The provisions are part of a larger package in the law often referred to by supporters as “the Patients Bill of Rights” that took effect as plans renewed after Sept. 23, 2010. They are popular with consumers and relatively uncontroversial among insurers. And there had already been signals from industry insiders that some insurers were likely to leave them in place. UnitedHealthcare, a UnitedHealth Group company, is the first to publicly commit to the idea.

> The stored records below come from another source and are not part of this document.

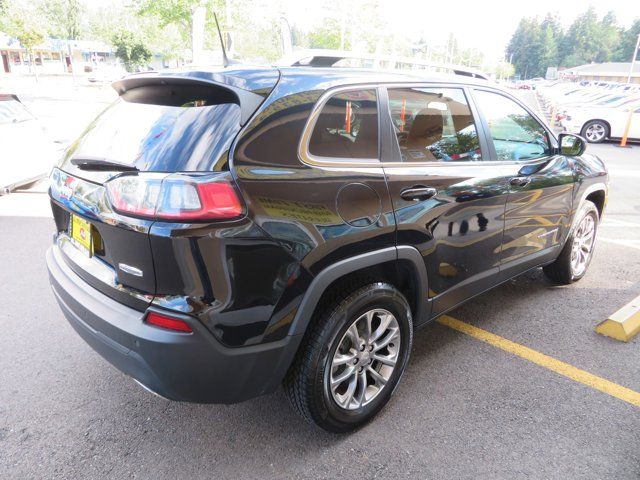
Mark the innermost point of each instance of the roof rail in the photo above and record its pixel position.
(329, 58)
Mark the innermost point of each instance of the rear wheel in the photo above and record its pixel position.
(574, 259)
(595, 131)
(352, 359)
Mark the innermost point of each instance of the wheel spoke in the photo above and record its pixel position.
(341, 358)
(354, 336)
(380, 380)
(386, 360)
(342, 377)
(362, 385)
(367, 321)
(392, 335)
(351, 389)
(385, 320)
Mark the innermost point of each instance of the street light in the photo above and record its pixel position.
(633, 59)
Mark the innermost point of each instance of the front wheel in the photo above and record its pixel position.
(595, 131)
(352, 359)
(574, 259)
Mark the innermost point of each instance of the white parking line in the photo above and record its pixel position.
(614, 222)
(25, 205)
(624, 243)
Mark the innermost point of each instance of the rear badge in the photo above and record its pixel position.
(136, 272)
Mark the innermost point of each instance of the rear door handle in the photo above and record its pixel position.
(418, 193)
(519, 181)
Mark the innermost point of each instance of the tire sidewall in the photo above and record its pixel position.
(374, 296)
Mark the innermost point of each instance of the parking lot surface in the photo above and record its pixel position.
(465, 409)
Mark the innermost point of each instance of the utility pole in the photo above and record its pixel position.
(633, 59)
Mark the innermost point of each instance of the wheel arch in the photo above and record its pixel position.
(401, 266)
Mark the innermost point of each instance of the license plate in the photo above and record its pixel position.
(81, 234)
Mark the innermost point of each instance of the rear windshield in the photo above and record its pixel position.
(191, 136)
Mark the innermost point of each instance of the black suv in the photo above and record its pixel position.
(223, 232)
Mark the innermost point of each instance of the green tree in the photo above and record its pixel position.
(63, 17)
(327, 35)
(179, 13)
(525, 49)
(609, 38)
(583, 40)
(131, 50)
(30, 35)
(628, 39)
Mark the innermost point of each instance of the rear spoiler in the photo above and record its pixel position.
(128, 87)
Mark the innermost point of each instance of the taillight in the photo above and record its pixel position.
(176, 197)
(169, 323)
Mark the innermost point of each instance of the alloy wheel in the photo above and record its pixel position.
(582, 246)
(595, 132)
(365, 359)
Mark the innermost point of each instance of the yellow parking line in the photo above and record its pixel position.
(618, 391)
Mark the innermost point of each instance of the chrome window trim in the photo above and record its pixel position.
(303, 145)
(308, 158)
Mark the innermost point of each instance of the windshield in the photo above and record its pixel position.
(150, 137)
(12, 111)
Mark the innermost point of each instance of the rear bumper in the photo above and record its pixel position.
(185, 367)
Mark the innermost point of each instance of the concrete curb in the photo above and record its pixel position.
(624, 324)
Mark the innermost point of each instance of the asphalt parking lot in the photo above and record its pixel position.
(465, 409)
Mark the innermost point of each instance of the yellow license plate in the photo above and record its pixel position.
(81, 233)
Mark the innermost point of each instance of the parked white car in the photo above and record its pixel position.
(598, 124)
(27, 153)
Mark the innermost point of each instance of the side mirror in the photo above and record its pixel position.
(572, 145)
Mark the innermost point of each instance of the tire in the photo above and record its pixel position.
(595, 131)
(331, 340)
(565, 270)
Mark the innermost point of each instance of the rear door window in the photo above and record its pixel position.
(185, 129)
(515, 133)
(347, 127)
(433, 125)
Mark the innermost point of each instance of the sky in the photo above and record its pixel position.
(486, 25)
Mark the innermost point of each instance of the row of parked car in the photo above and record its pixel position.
(598, 111)
(29, 152)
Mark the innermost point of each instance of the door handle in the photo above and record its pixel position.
(519, 181)
(418, 193)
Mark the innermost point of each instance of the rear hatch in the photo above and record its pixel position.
(159, 152)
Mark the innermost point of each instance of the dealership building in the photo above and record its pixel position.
(608, 72)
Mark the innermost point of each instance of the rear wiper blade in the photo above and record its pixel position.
(101, 165)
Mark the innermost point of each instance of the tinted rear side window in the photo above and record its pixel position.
(189, 131)
(347, 126)
(434, 124)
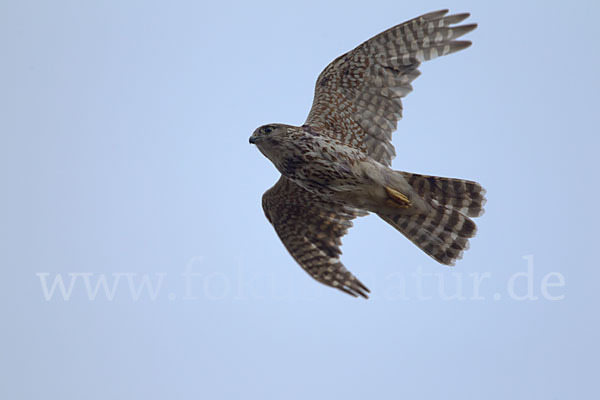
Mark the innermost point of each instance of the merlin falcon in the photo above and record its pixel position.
(336, 166)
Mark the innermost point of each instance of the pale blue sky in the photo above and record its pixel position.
(124, 150)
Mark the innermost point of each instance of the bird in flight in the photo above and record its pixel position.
(336, 166)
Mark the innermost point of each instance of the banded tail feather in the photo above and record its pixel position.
(443, 232)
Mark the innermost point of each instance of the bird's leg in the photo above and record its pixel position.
(397, 199)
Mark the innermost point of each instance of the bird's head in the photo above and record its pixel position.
(270, 140)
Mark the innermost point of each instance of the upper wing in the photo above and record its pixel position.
(358, 96)
(311, 228)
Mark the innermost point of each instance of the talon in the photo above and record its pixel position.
(397, 199)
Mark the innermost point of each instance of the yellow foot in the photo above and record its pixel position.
(397, 199)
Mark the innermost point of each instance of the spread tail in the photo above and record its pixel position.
(443, 231)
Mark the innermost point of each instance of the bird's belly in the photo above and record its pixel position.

“The protections we are voluntarily extending are good for people’s health, promote broader access to quality care and contribute to helping control rising health care costs,” Stephen J. Hemsley, president and chief executive of UnitedHealth Group, said in a statement. “These provisions are compatible with our mission and continue our operating practices.”
The court’s options include upholding the law, overturning part or all of it, and delaying action until after the law takes full effect.
A spokesman at UnitedHealthcare said officials chose to announce their intentions now because “people in this uncertain time are worried about what might happen to their coverage and we think the time is right to let people know that these provisions will continue and they can count on us.”
The announcement applies to the roughly 9 million consumers in plans that they or their employer have purchased from UnitedHealthcare. An additional 27 million people are covered by plans that are administered by UnitedHealthcare but for which their employer has assumed the financial risk, meaning that in effect their employer is their insurer. In these cases it would be up to the employer to decide which provisions to continue offering voluntarily.
While UnitedHealthcare would include birth control and sterilization among the preventive services it would continue to offer without co-payments, officials said they would honor requests from employers or individual customers wishing to remove such services from the list because of religious or other objections. By contrast, in implementing the health-care law’s preventive-services requirements, the Obama administration has issued controversial restrictions on the types of employers that can refuse to offer birth control coverage on conscience grounds.
Officials at UnitedHealthcare said they did not have statistics on what, if any, impact the decision could have on premiums.
The Obama administration has estimated that on average the law’s early consumer mandates would increase premiums by less than 2 percent. However, that figure has probably varied depending on whether a particular plan already included the new requirements — often the case with plans bought by large employers — or whether insurers had to incorporate the new rules — often the case with plans sold to individuals and small businesses.
Further complicating the picture, other forces, such as a drop in use of health care, have exerted a countervailing downward pressure on premiums in recent years.
The “Patients Bill of Rights” also includes several mandates that UnitedHealthcare did not pledge to continue complying with in the event the Supreme Court invalidates the law. These include the elimination of annual limits on insurance payouts, which are being phased out under the law, and that statute’s ban on denying coverage to children with preexisting conditions.
The latter would be impossible to do unilaterally, said UnitedHealthcare officials, because the company’s risk pool could be quickly skewed toward sick children. But in a statement they said the company is “committed to working with all other participants in the health care system to sustain that coverage.”
Ronald Pollack, executive director of the consumer advocacy group Families USA and a supporter of the law, welcomed UnitedHealthcare’s announcement.
“It would make a huge difference for a great number of people who would otherwise be left out in the cold in terms of getting coverage,” he said. “And hopefully, given UnitedHealthcare’s market share, this would have tremendous influence on other companies.”
But even if the entire insurance industry followed suit, Pollack said, it would hardly make up for the loss of other provisions in the law that are set to take effect in 2014 — including the extension of Medicaid to cover a larger share of the poor, subsidies to help low-income Americans buy insurance and bans against insurers discriminating against adults with preexisting conditions.
This would be a “one-third of a loaf” substitute, Pollack said. “A very good step, but in no way altering the necessity of implementing the much larger protections included in the new law.”